I am trying to find an elegant way to find matches between the two following character columns in a data frame. The complicated part is that either string can contain a comma-separated list, and if a member of one list is a match for any member of the other list, then that whole entry would be considered a match. I'm not sure how well I've explained this, so here's sample data and output:
Alt1:
AT
A
G
CGTCC,AT
CGC
Alt2:
AA
A
GG
AT,GGT
CG
Expected Match per row:
Row 1 = none
Row 2 = A
Row 3 = none
Row 4 = AT
Row 5 = none
Non-working solutions:
First attempt: merge entire data frames by desired columns, then match up the alt columns shown above:
match1 = data.frame(merge(vcf.df, ref.df, by=c("chr", "start", "end", "ref")))
matches = unique(match1[unlist(sapply(match1$Alt1 grep, match1$Alt2, fixed=TRUE)),])
Second method, using findoverlaps feature from VariantAnnoatation/Granges:
findoverlaps(ranges(vcf1), ranges(vcf2))
Any suggestions would be greatly appreciated! Thank you!
Solution
Thanks to #Marat Talipov's answer below, the following solution works to compare two comma-separated strings:
> ##read in edited kaviar vcf and human ref
> ref <- readVcfAsVRanges("ref.vcf.gz", humie_ref)
Warning message:
In .vcf_usertag(map, tag, ...) :
ScanVcfParam ‘geno’ fields not present: ‘AD’
> ##rename chromosomes to match with vcf files
> ref <- renameSeqlevels(ref, c("1"="chr1"))
> ##################################
> ## Gather VCF files to process ##
> ##################################
> ##data frame *.vcf.gz files in directory path
> vcf_path <- data.frame(path=list.files(vcf_dir, pattern="*.vcf.gz$", full=TRUE))

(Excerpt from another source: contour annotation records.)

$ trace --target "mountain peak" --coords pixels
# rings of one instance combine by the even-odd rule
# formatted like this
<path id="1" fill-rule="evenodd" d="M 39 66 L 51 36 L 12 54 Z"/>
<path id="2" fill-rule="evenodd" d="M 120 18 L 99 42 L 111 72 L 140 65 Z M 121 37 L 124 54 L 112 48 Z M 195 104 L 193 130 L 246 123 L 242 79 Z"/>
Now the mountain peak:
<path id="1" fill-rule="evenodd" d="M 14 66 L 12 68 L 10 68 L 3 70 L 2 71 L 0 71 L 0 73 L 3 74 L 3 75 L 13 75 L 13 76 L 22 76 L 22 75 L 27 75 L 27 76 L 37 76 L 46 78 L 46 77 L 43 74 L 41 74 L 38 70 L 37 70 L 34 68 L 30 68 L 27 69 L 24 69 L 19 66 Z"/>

> ##read in everything but sample data for speediness
> vcf_param = ScanVcfParam(samples=NA)
> vcf <- readVcfAsVRanges("test.vcf.gz", humie_ref, param=vcf_param)
> #################
> ## Match SNP's ##
> #################
> ##create data frames of info to match on
> vcf.df = data.frame(chr =as.character(seqnames(vcf)), start = start(vcf), end = end(vcf), ref = as.character(ref(vcf)),
+ alt=alt(vcf), stringsAsFactors=FALSE)
> ref.df = data.frame(chr =as.character(seqnames(ref)), start = start(ref), end = end(ref),
+ ref = as.character(ref(ref)), alt=alt(ref), stringsAsFactors=FALSE)
>
> ##merge based on all positional fields except vcf
> col_match = data.frame(merge(vcf.df, ref.df, by=c("chr", "start", "end", "ref")))
> library(stringi)
> ##split each alt column by comma and bind together
> M1 <- stri_list2matrix(sapply(col_match$alt.x,strsplit,','))
> M2 <- stri_list2matrix(sapply(col_match$alt.y,strsplit,','))
> M <- rbind(M1,M2)
> ##compare results
> result <- apply(M,2,function(z) unique(na.omit(z[duplicated(z)])))
> ##add results column to col_match df for checking/subsetting
> col_match$match = result
> head(col_match)
chr start end ref alt.x alt.y match
1 chr1 39998059 39998059 A G G G
2 chr1 39998059 39998059 A G G G
3 chr1 39998084 39998084 C A A A
4 chr1 39998084 39998084 C A A A
5 chr1 39998085 39998085 G A A A
6 chr1 39998085 39998085 G A A A
In the case that input lists are of equal length and you'd like to compare list elements in the pairwise manner, you could use this solution:
library(stringi)
M1 <- stri_list2matrix(sapply(Alt1,strsplit,','))
M2 <- stri_list2matrix(sapply(Alt2,strsplit,','))
M <- rbind(M1,M2)
result <- apply(M,2,function(z) unique(na.omit(z[duplicated(z)])))
Sample input:
Alt1 <- list('AT','A','G','CGTCC,AT','CGC','GG,CC')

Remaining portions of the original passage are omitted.